Acceleration Profile Shapeable Catenary-based Guidance with Arbitrary Impact Time and Angle Constraints

Guidance poses a significant issue in aerospace vehicle development. Simultaneous impacts and higher lethality necessitate constraints on impact time and angles, posing a substantial obstacle to effective guidance law design. Similarly, the flexibility and maneuverability of aerospace vehicles, which require a designable acceleration profile, are equally essential issues in guidance law design. Therefore, to overcome the limited selectable constraint ranges and the challenges of shaping acceleration profiles in existing guidance laws, without sacrificing their penetration and cooperation capabilities, a three-stage catenary-based guidance law is proposed that considers constrained impact and robustness to external disturbances. To begin with, the desired launch angle and initial velocity direction of the catenary are enforced during the first stage, which uses a circular arc. Subsequently, the impact time constraint is met in the second catenary-based stage, and the final stage employs an additional circular arc to enforce the desired impact angle. Using the proposed analytical geometric rules, trajectory parameters are determined explicitly. Meanwhile, a robust guidance law is developed, with all constraints met.
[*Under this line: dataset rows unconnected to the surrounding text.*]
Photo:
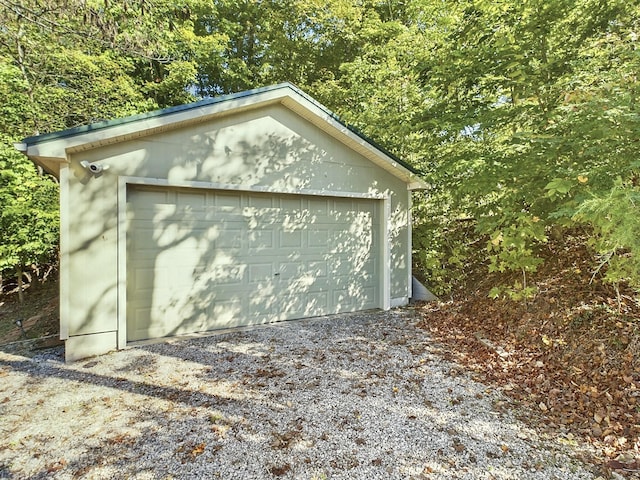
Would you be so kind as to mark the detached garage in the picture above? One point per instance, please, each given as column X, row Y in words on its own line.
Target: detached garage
column 240, row 210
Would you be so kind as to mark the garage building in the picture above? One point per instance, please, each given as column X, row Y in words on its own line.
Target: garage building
column 233, row 211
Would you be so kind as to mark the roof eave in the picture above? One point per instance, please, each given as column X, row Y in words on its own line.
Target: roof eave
column 51, row 150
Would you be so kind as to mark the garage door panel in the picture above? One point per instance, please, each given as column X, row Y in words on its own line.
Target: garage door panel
column 219, row 259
The proposed guidance law requires no numerical calculations, nonlinear model linearization, or reliance on time-to-go error estimation, making it convenient to implement. Furthermore, the proposed guidance law extends the range of available time constraints from the minimum to infinity and the range of angle constraints from 0 degrees to 360 degrees, thereby addressing the issue of a wide range of spatiotemporal multi-constraints. The adaptability issue arising from an extensive range of impact time constraints and arbitrary angle constraints is addressed by a shapeable acceleration profile, enabling the maximum acceleration value or peak time to be adjusted to meet mission requirements. Various disturbed-engagement scenarios are simulated, and numerous analyses are conducted to evaluate the effectiveness and robustness of the proposed sliding mode control guidance law.